A safe migration sequence from any supported source:

**Step 1 — Prepare the plan.** Write a plan JSON for your source and target. For live sources (Prometheus, VictoriaMetrics) verify the API URLs are reachable. For capture-manifest sources, record a representative set of payloads.

**Step 2 — Backfill historical data.** Choose a time window that covers the retention you want to import. For large windows run backfill in overlapping slices if memory or network constraints require it.

```bash
tsink-migrate backfill \
  --config plan.json \
  --start-ms 1696118400000 \
  --end-ms   1700000000000 \
  --artifact-dir ./artifacts/backfill
```

**Step 3 — Verify a recent window.** Pick a short window near the present where the source still has fresh data and tsink has just received the backfill. Check that series counts and sample values agree.

```bash
tsink-migrate verify \
  --config plan.json \
  --start-ms 1699913600000 \
  --end-ms   1700000000000 \
  --artifact-dir ./artifacts/verify
```

Review any issues in the console output or in `artifacts/verify/report.md`. Common causes:
- **Missing series on target** — the series was created during the backfill window but not matched by the selector; broaden the selector or re-run backfill.
- **Sample count mismatch** — the source had data outside the window used for backfill; adjust `--start-ms` / `--end-ms`.
- **Metadata mismatch** — the source metadata endpoint was unreachable; check `source.metadata_url`.
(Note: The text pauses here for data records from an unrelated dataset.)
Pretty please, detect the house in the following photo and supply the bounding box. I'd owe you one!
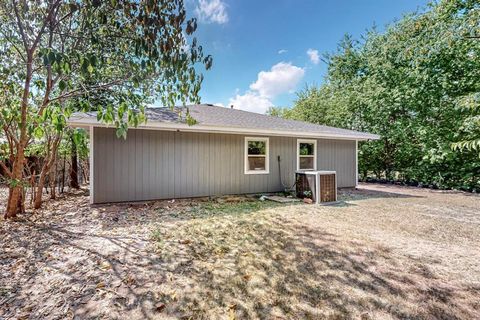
[69,104,379,203]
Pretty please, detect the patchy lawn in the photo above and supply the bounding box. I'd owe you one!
[0,184,480,319]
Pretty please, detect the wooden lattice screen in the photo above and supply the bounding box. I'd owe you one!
[320,174,337,202]
[296,173,316,201]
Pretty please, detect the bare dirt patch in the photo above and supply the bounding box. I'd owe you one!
[0,185,480,319]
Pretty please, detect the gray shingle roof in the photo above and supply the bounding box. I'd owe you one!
[70,104,379,140]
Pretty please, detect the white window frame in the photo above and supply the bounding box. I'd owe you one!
[297,139,317,171]
[244,137,270,174]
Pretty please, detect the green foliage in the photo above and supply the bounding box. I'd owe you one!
[284,0,480,190]
[0,0,212,139]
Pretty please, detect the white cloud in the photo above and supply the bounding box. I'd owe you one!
[195,0,228,24]
[250,62,305,98]
[229,91,273,113]
[307,49,320,64]
[228,62,305,113]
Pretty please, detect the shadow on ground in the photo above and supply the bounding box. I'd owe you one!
[0,188,480,319]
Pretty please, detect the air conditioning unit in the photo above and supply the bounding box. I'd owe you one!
[295,171,337,204]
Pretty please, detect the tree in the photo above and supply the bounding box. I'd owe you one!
[0,0,212,218]
[286,0,480,190]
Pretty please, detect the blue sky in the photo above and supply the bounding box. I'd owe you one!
[187,0,428,113]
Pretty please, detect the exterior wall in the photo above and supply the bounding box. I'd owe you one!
[93,128,356,203]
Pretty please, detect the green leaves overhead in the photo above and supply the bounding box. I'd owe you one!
[282,0,480,190]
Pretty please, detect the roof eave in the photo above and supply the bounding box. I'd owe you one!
[67,117,380,141]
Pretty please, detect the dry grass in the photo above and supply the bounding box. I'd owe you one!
[0,185,480,319]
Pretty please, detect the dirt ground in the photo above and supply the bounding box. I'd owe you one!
[0,184,480,319]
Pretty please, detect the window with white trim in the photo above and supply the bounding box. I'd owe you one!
[245,137,269,174]
[297,139,317,170]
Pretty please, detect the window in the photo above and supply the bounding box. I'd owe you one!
[297,140,317,170]
[245,137,269,174]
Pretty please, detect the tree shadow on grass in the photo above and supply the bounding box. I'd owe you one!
[152,211,478,319]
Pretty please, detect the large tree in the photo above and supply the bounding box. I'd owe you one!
[0,0,211,218]
[278,0,480,190]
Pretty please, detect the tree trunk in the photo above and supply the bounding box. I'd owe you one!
[70,134,80,189]
[50,158,57,200]
[4,149,25,219]
[33,169,49,209]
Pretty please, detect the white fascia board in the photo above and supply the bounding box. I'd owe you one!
[67,118,380,141]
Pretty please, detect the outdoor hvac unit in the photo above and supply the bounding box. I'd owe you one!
[295,171,337,203]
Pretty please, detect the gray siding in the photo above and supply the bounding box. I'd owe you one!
[93,128,356,203]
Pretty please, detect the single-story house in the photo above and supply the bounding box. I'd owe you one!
[69,104,379,203]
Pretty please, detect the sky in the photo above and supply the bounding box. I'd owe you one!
[176,0,428,113]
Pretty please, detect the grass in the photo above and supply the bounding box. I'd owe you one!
[148,186,480,319]
[0,184,480,319]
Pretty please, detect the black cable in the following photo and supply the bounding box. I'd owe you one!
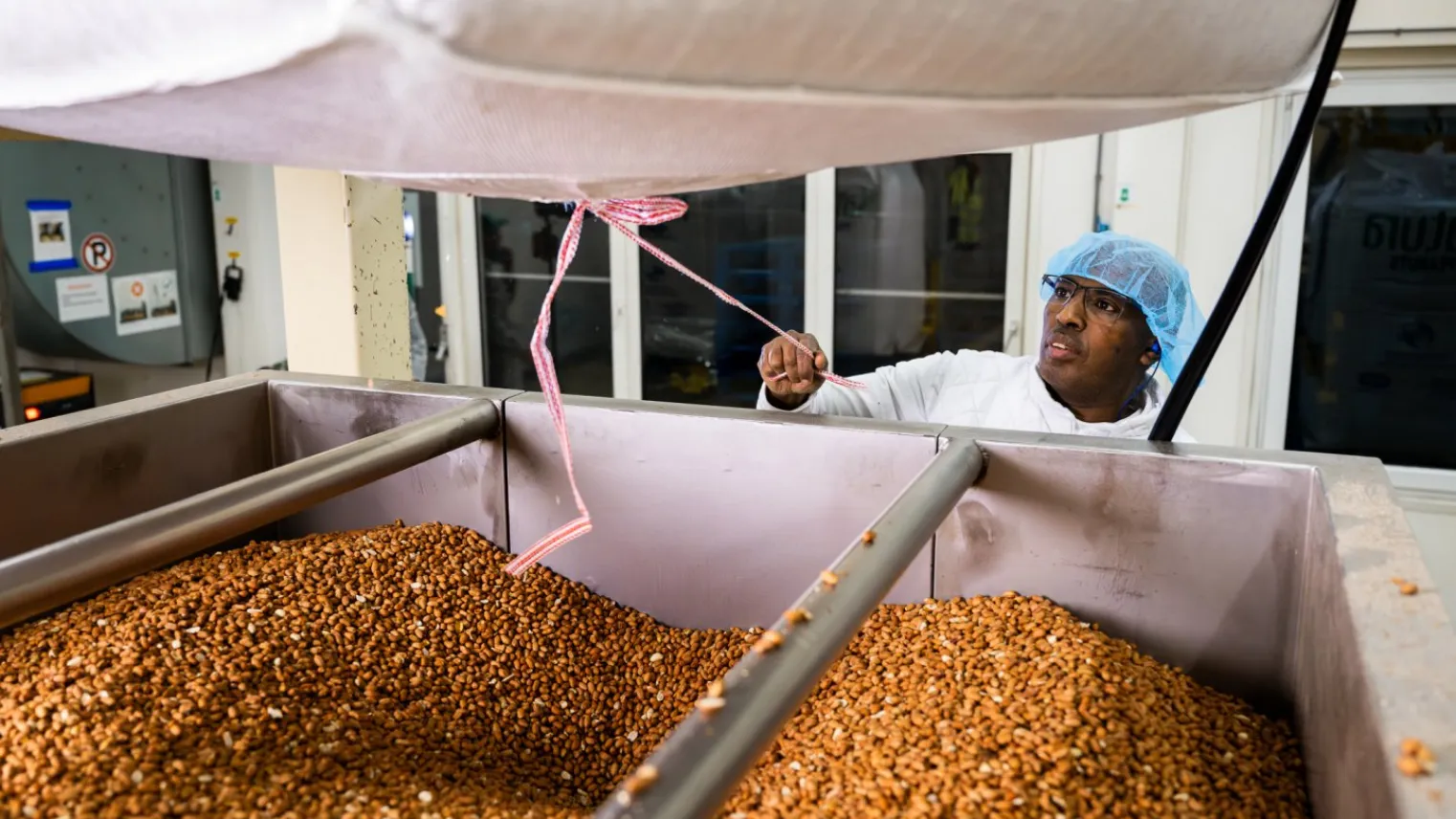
[203,293,227,384]
[1147,0,1356,442]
**Step 4 — Run cutover-check.** Before switching write traffic, confirm that tsink is ready to accept every payload type the source uses.

```bash
tsink-migrate cutover-check \
  --config plan.json \
  --start-ms 1699913600000 \
  --end-ms   1700000000000 \
  --artifact-dir ./artifacts/cutover
```

A `pass` result means:
- Data verification passed.
- All required tsink ingest features (metadata, exemplars, histograms, protocol-specific endpoints) are enabled.
- PromQL query results match between source and tsink (when `promql_checks` are configured).

**Step 5 — Switch write traffic.** Reconfigure your instrumentation, scrape targets, or upstream forwarders to send new data directly to tsink. The source can be kept running in read-only mode for a grace period while operators confirm the cutover is clean.